Academic background
- Alma mater: University of Sheffield
- Thesis: Multiobjective evolutionary algorithms in non-linear system identification (1999)

= Katya Rodríguez-Vázquez =

Mexican computer scientist

Katya Rodríguez-Vázquez is a Mexican computer scientist whose research involves genetic programming and its applications in system identification, the problem of reconstructing models of dynamical systems from measurements of their behavior. She is a researcher at the National Autonomous University of Mexico (UNAM), in the Instituto de Investigaciones en Matemáticas Aplicadas y Sistemas (IIMAS, the Institute of Research in Applied Mathematics and Systems).

==Education and career==
Rodríguez-Vázquez earned a degree in computer engineering at UNAM in 1994. After working as a researcher in the UNAM faculty of engineering from 1993 to 1995, and teaching physics and mathematics at Colegio Kansas, a Mexican high school, she went to the University of Sheffield in England for graduate study, beginning in 1995. She completed her doctorate there in 1999, with the dissertation Multiobjective Evolutionary Algorithms in Non-Linear System Identification.

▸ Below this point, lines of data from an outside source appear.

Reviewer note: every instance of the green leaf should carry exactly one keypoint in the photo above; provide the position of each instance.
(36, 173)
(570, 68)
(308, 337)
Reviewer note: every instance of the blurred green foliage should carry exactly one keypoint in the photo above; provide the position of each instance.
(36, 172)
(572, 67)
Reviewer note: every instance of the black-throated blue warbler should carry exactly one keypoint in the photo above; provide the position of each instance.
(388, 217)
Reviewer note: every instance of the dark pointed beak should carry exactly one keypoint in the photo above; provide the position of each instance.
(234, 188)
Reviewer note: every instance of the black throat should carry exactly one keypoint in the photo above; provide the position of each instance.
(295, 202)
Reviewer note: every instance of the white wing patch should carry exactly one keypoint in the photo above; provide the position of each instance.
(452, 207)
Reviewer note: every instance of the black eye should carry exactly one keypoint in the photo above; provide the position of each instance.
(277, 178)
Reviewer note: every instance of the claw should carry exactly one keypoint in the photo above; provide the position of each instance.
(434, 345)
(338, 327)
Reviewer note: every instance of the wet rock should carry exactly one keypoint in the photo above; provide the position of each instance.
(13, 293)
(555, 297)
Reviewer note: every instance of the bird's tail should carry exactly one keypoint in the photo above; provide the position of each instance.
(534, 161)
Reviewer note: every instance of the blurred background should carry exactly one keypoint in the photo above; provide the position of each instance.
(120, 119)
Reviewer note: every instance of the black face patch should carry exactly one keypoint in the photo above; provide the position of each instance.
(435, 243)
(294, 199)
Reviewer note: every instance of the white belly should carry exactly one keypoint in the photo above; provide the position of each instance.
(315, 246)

She returned to UNAM as a researcher in the Instituto de Investigaciones en Matemáticas Aplicadas y Sistemas in 1999.

== Selected publications ==
- Rodriguez-Vazquez, K. (2004). "'Identifying the structure of nonlinear dynamic systems using multiobjective genetic programming"
- Garro, Beatriz A. (2016). "Classification of DNA microarrays using artificial neural networks and ABC algorithm"
- Rodríguez-Vázquez, K. (1998). "Multi-objective genetic programming for nonlinear system identification"

==Recognition==
Rodríguez-Vázquez is a member of the Mexican Academy of Sciences. UNAM gave her their Sor Juana Inés de la Cruz Recognition in 2014.